The few individuals encamped in Zuccotti Park, and other smaller groups corralled in a few spaces across this nation, would be lucky to muster one million people at any one time, in any one space, let alone tens of million, which would still be an insignificant portion of people in America, by no way constituting a legitimacy to speak on behalf of the whole American population. 

Maybe they can garner enough people to gain representation in Congress.  If this was the case, a re-settlement plan is in order, preferably based on the trail of tears model.  They can go to Wyoming, with seed from Monsanto, fertilizer from Potash, some agrarian machinery from Caterpillar, and see what they can do for themselves.  That is where they can set up their social commune, or phalanx, and get out of New York City parks.  If the “occupiers” are claiming they represent ninety-nine percent, they must be talking about representing ninety-nine percent of the radical Democrat platform.

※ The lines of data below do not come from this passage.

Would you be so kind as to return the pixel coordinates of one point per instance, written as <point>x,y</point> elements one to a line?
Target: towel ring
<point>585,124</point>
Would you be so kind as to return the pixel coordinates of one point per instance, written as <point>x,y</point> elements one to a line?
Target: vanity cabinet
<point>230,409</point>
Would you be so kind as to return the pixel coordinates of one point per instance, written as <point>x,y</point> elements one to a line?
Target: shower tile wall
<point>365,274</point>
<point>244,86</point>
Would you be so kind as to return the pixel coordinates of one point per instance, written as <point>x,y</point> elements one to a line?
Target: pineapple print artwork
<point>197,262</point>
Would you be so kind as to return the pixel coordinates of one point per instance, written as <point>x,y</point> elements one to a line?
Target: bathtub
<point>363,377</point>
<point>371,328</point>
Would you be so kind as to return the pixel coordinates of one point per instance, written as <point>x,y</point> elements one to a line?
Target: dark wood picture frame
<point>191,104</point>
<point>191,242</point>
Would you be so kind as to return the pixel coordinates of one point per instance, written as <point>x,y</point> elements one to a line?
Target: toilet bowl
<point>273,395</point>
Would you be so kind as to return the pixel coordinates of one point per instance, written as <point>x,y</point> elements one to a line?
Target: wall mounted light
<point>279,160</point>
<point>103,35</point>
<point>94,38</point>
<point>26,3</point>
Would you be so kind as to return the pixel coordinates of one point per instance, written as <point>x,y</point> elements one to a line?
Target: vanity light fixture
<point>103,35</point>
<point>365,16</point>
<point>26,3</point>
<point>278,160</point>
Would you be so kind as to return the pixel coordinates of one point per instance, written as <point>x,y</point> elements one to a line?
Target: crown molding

A Continental Convention is the last constitutional line of defense for the survival of our individual liberties and national independence.  We are not there yet.  If the requisite states call for a convention, this free citizen would welcome it as a legitimate assembly having the authority to propose amendments for state ratification.  Of course, this constitutional instrument must come before any type of civic conflagration or violent revolution.  A convention is the only legitimate assembly, outside of Congress assembled, sanctioned by precedent and the constitution.  It is the best venue, uniquely attached to the people and their states, to remedy any material defects that the American system exhibits. 

A grand forum, such as a Convention of States, can gather and propose amendments for ratification by three-fourths of state conventions.  This is the last path to take before anyone suggests secession and any other extreme tactics that undermine constitutional restraints on government power and any majority or minority interest that encroaches upon the precious liberties we all possess. 

Any action taking a revolutionary route outside of our American system is treason.  Liberty is not a game.  This is not some frat party, or hastily arranged university experiment on the commons, or classroom discussion.  Stakes are high.  America is dealing with severe economic tepidness and designing foreign adversaries.  It is a matter of national and individual Liberty and Independence.  This free citizen will continue to denounce despotic perversities, identify radical innovations, unravel deceitful devices, and unmask dissimulative demagogues, every time they rear their brutal heads, and there have been plenty.  Remember, there are no constraints on a free mind, but there must be reasonable restraints on corrosive actions that abuse the rule of law, equal justice, and public decency.